Transgene expression in a model of composite tissue allotransplantation.

Background: Composite tissue allografting may be an ideal solution to many problems requiring reconstructive surgery. Unfortunately, complications associated with chronic immunocompromise are major impediments to widespread use of composite tissue allografting. Current immunosuppressive and immunomodulatory paradigms focus on modification of the recipient through global immunosuppression or donor/recipient chimerism. Alternatively, modifying the allograft to block rejection or promote tolerance could confine deleterious immunosuppressive effects to the graft or eliminate graft rejection. However, a technique introducing genetic information into the transplant is needed. The authors demonstrate the first model for expressing a gene of interest locally in a hind-limb transplant. Methods: Using a rat hind-limb transplant model, the authors tested the ability of naked DNA infusion, cationic polymer/DNA complex transfection, and adenoviral vector transduction to introduce genetic material into the composite tissue allograft. The marker genes luciferase and green fluorescent protein were used to follow gene expression.

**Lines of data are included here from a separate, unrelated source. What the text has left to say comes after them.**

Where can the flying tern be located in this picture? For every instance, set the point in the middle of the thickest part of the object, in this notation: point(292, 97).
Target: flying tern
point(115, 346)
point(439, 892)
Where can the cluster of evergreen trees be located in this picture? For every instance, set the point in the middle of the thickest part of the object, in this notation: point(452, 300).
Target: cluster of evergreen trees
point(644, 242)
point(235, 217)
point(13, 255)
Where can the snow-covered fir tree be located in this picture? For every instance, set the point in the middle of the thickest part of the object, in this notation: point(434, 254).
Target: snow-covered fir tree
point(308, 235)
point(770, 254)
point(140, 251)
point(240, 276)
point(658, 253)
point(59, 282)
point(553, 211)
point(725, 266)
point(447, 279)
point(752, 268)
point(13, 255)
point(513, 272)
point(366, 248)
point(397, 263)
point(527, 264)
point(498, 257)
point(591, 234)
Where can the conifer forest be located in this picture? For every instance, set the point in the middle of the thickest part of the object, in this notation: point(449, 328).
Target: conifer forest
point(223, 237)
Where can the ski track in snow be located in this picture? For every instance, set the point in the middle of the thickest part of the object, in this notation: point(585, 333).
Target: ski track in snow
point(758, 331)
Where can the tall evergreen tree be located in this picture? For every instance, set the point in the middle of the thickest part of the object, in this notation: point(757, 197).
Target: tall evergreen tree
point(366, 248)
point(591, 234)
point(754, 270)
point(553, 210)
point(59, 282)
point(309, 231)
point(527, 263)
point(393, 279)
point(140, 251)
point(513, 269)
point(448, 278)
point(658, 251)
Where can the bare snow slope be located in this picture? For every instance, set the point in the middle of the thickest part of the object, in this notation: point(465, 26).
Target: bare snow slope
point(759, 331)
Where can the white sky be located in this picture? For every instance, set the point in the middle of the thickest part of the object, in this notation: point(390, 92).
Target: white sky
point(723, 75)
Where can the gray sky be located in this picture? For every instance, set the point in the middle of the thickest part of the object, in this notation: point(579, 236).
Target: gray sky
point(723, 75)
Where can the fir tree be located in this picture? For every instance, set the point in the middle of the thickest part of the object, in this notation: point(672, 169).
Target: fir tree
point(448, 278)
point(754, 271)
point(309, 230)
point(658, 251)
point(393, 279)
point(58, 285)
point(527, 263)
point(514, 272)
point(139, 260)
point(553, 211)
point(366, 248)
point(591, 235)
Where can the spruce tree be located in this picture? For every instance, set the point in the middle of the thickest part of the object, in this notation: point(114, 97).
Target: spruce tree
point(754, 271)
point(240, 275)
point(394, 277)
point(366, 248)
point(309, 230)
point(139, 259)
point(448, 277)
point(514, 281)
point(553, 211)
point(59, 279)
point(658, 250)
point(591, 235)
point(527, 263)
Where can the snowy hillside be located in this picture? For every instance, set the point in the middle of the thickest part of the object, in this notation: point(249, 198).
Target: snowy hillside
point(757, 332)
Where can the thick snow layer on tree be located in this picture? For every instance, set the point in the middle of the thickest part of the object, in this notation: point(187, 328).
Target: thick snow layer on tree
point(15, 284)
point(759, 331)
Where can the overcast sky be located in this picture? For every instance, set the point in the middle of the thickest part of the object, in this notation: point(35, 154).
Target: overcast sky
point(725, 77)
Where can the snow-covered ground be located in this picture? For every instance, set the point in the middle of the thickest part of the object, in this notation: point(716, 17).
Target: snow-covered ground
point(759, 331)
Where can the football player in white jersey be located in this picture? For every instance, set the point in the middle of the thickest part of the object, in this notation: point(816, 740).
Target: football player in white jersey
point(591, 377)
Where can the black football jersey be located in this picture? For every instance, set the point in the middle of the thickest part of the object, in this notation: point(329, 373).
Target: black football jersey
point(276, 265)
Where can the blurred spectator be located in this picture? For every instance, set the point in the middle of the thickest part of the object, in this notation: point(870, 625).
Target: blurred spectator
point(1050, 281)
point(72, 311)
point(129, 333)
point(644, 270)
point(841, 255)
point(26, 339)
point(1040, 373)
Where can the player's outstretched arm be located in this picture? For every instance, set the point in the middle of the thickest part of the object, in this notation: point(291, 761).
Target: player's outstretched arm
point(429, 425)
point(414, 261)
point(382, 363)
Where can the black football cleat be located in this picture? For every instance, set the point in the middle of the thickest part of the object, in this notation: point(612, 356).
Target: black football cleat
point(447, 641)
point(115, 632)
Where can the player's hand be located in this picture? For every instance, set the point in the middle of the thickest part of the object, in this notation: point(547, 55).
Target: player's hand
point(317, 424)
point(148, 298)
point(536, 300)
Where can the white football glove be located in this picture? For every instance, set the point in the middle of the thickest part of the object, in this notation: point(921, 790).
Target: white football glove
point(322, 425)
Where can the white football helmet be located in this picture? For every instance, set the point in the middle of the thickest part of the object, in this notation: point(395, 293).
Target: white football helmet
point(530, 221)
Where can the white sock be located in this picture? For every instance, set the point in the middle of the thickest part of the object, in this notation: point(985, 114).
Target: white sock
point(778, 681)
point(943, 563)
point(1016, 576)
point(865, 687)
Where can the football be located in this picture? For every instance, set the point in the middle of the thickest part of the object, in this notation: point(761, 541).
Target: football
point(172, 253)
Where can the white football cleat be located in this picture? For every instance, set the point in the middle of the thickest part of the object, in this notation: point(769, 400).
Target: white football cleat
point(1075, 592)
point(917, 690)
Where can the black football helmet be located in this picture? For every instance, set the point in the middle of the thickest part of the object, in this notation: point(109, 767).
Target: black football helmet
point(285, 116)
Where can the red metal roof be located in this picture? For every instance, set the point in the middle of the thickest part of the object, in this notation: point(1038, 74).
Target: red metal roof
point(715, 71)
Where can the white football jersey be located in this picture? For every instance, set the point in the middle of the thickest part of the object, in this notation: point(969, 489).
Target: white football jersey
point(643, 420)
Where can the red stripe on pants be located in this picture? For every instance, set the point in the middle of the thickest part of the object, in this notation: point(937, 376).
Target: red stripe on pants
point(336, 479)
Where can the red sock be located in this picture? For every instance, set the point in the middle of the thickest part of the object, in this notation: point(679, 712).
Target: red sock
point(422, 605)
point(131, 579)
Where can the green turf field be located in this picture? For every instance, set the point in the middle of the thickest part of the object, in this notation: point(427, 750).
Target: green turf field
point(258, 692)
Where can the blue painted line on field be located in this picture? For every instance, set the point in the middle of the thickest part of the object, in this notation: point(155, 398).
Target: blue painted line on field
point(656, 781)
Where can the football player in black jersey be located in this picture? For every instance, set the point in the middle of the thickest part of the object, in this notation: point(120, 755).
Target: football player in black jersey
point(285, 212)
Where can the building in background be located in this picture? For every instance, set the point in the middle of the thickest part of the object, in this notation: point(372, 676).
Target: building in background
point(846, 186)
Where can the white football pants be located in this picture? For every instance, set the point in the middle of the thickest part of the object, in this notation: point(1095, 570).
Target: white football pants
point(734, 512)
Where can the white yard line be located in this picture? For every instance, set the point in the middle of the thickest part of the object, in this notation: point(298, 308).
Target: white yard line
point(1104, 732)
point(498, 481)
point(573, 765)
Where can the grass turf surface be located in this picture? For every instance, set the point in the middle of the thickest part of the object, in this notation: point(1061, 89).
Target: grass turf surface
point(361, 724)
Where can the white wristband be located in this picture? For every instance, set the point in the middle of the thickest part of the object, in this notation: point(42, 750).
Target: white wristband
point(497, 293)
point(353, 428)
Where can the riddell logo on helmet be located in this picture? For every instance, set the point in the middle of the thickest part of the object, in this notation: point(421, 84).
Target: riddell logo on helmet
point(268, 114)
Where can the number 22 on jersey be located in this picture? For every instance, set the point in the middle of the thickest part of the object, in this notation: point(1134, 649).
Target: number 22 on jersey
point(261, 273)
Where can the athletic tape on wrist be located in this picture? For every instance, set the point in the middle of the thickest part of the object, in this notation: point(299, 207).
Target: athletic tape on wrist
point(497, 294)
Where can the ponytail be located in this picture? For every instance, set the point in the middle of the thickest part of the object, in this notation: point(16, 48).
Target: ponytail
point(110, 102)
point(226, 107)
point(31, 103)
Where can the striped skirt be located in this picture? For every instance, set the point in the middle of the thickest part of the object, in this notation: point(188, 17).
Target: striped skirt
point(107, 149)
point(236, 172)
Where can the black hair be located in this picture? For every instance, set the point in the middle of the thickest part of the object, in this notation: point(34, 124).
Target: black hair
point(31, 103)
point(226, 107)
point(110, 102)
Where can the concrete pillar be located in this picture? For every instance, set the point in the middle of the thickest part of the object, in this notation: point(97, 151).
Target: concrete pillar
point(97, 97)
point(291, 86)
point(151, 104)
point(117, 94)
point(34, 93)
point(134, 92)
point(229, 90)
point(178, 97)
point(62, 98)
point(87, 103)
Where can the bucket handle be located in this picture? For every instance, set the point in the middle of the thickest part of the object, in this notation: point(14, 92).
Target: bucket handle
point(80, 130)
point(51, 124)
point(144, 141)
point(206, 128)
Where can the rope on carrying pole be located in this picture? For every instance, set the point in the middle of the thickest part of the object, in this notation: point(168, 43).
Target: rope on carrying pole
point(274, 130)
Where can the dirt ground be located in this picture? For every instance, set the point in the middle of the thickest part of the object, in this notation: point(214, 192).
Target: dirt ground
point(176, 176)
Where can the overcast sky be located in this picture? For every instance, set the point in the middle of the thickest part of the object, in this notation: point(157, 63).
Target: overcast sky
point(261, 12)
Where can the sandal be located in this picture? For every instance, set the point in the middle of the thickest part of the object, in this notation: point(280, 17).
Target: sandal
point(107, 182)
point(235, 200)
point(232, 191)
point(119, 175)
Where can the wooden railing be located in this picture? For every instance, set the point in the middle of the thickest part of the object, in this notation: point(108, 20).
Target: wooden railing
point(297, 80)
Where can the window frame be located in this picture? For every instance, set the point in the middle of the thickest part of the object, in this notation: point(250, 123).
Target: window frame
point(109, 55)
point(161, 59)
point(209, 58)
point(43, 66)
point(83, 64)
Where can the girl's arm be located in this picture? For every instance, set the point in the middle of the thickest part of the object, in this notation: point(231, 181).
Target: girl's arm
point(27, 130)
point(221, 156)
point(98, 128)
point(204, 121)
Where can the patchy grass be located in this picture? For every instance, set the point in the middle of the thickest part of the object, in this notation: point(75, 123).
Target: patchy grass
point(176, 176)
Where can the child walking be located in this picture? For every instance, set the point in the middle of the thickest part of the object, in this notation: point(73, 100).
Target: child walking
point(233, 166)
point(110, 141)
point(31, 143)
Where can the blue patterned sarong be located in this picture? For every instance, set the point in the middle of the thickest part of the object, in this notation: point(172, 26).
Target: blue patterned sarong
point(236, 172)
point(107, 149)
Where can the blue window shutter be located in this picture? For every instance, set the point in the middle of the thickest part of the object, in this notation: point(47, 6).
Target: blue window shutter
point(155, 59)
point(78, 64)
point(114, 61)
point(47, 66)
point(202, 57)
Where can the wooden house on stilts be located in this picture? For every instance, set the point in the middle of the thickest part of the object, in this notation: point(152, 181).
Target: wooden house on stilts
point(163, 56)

Results: Recombinant adenovirus showed rapid, high-level expression of marker genes in the graft, with no detectable expression in recipient animals. Expression was detectable at 18 hours and peaked at 7 days. Levels of expression were lower but above baseline at 4 weeks. Conclusions: Using an adenoviral vector system, the authors have selectively introduced a marker gene (luciferase) into a transplanted hind-limb rat model. Expression was rapid and seen in a variety of cell types. Adenovirus infection had no impact on limb rejection. This method may be a powerful tool for genetically modifying composite tissue allografts and may contribute to immune tolerance and more widespread use of composite tissue allograft surgery.